Here is the function prototype. shl_overflow will return true if v << cl overflows (cl is between 0 and 31. And we assume that sizeof(unsigned long) == 4 and sizeof(unsigned long long) == 8).

bool shl_overflow(unsigned long v, int cl)

The most natural way to implement this function is to extend v to 64-bit integer:

bool shl_overflow(unsigned long v, int cl)
{
    unsigned long long vl = v;
    return (vl << cl >> 32) != 0;
}

Now, let’s dig into the assembly world. We’ll limit the discussion on x86.

mov     eax, DWORD PTR _v$[esp-4]
mov     ecx, DWORD PTR _cl$[esp-4]
xor     edx, edx
call    __allshl
xor     eax, eax
or      eax, edx
jne     overflow

The implementation has to use three specific registers: eax, edx and ecx. And there is an expensive external function call.

If you step into __allshl in the debugger, you can find that it will use shld to shift 64-bit integer. VC provides some intrinsics which map to CPU instructions. For example, __ll_lshift will map to shld.

Because the high dword of vl is 0, we can simplify our code:

bool shl_overflow(unsigned long v, int cl)
{
    unsigned long long vl = __ll_lshift(v, cl);
    return (static_cast<unsigned long>(vl >> 32)) != 0;
}

The assembly looks like:

mov     eax, DWORD PTR _v$[esp-4]
mov     ecx, DWORD PTR _cl$[esp-4]
xor     edx, edx
shld    edx, eax, cl
test    edx
jne     overflow

Much better now.

Another approach is based on bit representation.

bool shl_overflow(unsigned long v, int cl)
{
    v = _rotl(v, cl);
    unsigned long index;
    return _BitScanForward(&index, v) ? index >= cl : false;
}

The idea is simple. If v << cl overflows, that means the most significant cl bits of v should contains "1".

There are two ways to test that.

1. Scan v from the least significant bits to the most, and test the index against 32 – cl. However, we have to handle the case when cl = 0.

2. Rotate v cl bits left first, so the most significant cl bits will be the least significant cl bits. Then we can scan and test the index against cl directly.

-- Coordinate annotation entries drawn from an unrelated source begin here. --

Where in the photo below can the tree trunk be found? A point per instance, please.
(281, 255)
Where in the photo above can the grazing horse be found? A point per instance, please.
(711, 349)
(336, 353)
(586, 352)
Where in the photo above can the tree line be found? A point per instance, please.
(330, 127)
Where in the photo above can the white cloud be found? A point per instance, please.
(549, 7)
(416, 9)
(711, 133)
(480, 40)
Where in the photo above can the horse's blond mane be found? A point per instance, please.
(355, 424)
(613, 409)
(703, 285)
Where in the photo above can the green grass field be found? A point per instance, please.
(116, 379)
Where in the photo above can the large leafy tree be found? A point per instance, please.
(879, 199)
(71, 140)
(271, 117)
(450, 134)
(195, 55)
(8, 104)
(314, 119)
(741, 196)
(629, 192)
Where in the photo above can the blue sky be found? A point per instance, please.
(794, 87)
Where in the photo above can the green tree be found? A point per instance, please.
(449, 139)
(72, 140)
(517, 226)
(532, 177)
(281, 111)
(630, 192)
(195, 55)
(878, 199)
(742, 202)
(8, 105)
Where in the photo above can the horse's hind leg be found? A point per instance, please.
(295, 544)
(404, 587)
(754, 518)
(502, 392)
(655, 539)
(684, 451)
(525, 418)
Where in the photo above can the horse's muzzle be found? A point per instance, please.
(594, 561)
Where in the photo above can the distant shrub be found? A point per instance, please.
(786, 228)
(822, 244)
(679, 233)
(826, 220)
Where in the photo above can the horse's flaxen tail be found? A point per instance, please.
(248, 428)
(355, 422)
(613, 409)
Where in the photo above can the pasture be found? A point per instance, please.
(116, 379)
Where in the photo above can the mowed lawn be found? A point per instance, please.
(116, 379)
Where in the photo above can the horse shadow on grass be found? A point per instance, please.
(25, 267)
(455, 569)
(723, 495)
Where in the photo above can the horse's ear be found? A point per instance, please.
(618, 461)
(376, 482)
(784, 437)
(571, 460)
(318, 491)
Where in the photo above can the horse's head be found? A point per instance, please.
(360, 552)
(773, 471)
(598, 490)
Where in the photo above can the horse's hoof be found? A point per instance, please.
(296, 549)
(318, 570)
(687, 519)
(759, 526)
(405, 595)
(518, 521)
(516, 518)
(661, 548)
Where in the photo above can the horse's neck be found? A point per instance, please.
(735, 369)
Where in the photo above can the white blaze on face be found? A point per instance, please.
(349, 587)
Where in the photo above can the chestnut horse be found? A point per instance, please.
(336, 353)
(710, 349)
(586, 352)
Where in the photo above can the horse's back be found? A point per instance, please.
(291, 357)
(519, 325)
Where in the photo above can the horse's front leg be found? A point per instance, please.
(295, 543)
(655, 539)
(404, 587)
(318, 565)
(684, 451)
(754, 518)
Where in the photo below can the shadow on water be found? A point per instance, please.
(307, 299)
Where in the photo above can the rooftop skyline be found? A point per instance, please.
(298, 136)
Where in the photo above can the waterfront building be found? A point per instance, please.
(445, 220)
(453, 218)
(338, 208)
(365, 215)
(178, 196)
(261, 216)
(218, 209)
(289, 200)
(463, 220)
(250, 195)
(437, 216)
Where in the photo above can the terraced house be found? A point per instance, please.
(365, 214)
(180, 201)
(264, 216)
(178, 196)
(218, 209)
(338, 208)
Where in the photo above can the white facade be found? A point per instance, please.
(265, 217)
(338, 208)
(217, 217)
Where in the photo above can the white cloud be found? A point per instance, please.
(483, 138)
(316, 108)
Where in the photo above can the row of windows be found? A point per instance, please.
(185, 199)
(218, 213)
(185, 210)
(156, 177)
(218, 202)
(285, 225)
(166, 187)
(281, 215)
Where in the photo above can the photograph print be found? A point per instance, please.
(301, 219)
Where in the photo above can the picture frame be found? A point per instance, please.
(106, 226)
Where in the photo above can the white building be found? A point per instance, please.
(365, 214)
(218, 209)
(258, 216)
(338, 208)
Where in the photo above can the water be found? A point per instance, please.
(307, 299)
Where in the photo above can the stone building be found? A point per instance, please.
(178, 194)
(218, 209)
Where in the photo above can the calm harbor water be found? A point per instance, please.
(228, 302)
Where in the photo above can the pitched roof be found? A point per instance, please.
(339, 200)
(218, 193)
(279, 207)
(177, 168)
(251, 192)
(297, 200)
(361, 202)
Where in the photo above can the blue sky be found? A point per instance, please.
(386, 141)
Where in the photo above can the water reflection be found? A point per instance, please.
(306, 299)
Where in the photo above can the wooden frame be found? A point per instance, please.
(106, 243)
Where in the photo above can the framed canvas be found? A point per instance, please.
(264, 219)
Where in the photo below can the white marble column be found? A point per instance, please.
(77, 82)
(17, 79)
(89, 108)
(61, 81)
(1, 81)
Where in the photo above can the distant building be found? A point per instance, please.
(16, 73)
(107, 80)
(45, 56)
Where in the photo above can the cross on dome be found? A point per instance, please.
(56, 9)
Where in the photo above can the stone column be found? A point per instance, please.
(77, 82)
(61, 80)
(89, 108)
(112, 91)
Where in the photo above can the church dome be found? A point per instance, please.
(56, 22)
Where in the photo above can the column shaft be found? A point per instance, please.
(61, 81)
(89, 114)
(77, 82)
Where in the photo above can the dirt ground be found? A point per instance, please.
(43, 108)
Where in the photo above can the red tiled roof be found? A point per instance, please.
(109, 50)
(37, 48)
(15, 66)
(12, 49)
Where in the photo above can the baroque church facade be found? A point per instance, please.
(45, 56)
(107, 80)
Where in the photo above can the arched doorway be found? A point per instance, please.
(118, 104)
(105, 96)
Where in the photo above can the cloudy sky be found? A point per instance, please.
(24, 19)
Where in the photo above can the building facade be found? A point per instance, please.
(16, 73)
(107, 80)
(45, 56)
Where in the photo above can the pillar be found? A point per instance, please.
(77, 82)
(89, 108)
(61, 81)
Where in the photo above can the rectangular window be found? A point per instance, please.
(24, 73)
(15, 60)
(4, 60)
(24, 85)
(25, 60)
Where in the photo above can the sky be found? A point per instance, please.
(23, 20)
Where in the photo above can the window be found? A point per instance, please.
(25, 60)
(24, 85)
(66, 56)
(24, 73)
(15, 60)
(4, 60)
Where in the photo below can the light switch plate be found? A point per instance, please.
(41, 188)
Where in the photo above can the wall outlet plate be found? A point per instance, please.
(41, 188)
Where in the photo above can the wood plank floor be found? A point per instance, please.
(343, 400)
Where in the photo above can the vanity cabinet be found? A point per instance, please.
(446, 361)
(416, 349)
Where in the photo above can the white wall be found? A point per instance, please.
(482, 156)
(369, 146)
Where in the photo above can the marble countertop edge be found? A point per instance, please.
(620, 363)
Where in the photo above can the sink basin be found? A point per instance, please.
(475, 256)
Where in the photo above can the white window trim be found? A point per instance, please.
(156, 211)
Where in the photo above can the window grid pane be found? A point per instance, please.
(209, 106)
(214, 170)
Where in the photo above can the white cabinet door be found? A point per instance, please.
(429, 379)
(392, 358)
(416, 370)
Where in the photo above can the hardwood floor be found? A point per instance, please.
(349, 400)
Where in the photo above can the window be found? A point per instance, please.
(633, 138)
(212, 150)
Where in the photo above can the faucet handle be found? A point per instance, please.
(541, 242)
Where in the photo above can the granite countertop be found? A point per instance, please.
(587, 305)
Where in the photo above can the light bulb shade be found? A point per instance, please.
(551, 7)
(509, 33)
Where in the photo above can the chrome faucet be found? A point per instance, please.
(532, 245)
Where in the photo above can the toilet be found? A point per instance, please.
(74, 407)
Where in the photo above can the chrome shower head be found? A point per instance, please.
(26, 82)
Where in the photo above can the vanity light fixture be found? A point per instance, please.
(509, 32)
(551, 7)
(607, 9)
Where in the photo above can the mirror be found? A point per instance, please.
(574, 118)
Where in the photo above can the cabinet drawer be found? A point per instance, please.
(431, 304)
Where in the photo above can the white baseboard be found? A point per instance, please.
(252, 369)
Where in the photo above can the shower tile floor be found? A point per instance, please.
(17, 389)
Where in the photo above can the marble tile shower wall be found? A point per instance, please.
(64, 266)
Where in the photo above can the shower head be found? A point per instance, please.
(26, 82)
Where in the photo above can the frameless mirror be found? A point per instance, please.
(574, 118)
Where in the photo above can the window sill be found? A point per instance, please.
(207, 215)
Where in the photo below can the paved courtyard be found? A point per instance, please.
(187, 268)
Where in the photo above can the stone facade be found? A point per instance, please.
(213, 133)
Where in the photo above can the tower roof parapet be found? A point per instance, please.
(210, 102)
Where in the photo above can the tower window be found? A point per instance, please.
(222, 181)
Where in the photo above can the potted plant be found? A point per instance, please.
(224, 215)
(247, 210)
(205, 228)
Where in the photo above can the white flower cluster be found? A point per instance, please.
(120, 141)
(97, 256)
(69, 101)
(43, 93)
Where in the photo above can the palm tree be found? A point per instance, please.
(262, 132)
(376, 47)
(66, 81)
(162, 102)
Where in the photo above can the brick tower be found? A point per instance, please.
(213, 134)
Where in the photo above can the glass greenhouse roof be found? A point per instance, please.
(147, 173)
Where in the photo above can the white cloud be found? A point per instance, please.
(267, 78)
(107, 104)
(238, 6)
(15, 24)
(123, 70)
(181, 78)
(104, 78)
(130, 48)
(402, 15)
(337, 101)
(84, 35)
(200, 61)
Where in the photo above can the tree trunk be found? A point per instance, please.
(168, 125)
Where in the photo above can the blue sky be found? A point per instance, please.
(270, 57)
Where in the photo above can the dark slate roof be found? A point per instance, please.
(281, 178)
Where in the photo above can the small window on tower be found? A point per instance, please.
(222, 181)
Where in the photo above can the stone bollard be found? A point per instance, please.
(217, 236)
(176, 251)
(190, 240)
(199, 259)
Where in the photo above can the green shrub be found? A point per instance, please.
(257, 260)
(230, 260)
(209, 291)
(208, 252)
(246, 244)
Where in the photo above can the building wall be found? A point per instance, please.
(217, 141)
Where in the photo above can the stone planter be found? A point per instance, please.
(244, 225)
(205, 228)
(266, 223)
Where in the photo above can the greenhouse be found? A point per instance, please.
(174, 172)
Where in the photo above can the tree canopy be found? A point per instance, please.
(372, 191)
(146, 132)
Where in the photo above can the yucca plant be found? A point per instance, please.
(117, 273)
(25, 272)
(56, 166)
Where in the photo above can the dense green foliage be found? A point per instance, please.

Notice that, the scan may fail if v is 0. The second way is simpler and more efficient.

The assembly looks like:

mov     ecx, DWORD PTR _cl$[esp-4]
mov     eax, DWORD PTR _v$[esp-4]
rol     eax, cl
bsf     eax, eax
je      notoverflow
cmp     eax, ecx
jl      overflow

It only uses two registers. It can also be extended to handle 64-bit shift. One drawback is an extra conditional jump (The extra jump can be replaced by "cmovz eax, ecx", but there is no way to ask the compiler to generate that)